1. The informant Cecil Scott was reliable.
2. Based upon the information independently available to the police of the circumstances of the crime and that obtained from the confidential informant, there existed probable cause to arrest the defendant.
3. The defendant was advised of his rights under Miranda v Arizona (384 US 436, supra), which he understood and waived in the police car and at the precinct.
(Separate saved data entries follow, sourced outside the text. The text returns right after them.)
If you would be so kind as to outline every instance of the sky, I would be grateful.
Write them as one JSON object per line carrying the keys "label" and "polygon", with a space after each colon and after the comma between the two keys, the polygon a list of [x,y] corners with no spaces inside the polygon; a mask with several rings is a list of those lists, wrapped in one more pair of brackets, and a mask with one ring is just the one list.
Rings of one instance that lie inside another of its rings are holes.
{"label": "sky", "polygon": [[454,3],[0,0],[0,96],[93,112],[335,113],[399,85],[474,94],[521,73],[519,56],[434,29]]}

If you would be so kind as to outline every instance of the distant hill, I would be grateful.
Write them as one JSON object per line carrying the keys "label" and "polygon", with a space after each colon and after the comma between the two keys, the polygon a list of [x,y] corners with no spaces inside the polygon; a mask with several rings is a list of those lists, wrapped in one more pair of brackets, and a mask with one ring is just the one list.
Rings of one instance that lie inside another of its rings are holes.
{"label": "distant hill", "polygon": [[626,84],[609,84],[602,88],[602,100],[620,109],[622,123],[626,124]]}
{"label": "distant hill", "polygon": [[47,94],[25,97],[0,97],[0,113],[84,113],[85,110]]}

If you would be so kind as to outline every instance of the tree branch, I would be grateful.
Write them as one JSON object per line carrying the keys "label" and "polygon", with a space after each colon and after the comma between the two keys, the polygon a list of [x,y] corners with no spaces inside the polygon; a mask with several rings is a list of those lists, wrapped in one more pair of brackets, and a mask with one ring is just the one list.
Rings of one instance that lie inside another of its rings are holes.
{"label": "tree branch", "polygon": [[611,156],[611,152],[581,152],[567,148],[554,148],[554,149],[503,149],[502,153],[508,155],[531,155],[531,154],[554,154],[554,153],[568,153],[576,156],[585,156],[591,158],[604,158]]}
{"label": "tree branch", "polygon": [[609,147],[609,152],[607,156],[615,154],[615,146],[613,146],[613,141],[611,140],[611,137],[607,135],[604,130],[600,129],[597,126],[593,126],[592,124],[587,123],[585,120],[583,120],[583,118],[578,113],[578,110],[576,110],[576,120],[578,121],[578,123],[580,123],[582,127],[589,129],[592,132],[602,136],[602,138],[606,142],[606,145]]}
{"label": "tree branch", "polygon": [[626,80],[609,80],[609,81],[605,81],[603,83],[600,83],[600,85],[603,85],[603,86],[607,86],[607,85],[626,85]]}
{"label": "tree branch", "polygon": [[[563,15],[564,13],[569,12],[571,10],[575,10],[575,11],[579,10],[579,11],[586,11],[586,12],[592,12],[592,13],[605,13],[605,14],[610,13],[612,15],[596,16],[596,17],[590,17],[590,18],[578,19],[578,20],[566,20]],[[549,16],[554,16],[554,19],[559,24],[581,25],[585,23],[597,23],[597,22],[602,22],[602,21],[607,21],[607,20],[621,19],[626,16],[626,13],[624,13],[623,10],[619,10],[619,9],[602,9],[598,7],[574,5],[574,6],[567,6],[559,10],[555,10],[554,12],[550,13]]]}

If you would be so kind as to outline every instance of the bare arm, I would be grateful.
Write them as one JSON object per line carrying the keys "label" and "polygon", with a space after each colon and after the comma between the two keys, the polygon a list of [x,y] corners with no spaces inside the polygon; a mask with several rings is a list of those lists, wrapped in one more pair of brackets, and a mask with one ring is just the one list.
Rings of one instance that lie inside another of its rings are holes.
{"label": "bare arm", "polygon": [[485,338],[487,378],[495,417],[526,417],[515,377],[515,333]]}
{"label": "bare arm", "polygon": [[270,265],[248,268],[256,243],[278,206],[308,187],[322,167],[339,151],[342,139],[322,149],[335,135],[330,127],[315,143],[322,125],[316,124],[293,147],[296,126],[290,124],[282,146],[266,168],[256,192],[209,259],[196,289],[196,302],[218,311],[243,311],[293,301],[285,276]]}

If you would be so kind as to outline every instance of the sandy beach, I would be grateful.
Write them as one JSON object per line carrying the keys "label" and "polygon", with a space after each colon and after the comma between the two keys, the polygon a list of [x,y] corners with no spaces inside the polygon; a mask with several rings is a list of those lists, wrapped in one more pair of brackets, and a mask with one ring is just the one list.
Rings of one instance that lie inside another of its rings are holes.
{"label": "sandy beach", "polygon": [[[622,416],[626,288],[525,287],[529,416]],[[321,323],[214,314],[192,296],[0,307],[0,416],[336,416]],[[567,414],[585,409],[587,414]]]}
4. There were no promises, threats or inducements made by the detectives to secure the defendant’s confession.
5. The defendant was fully aware and was not under such duress as would violate any of his constitutional rights at the time of either his oral or written statement.
6. The defendant’s confession was voluntarily made.
7. There was no duty on the part of the police to inquire concerning his legal representation in the State of Ohio.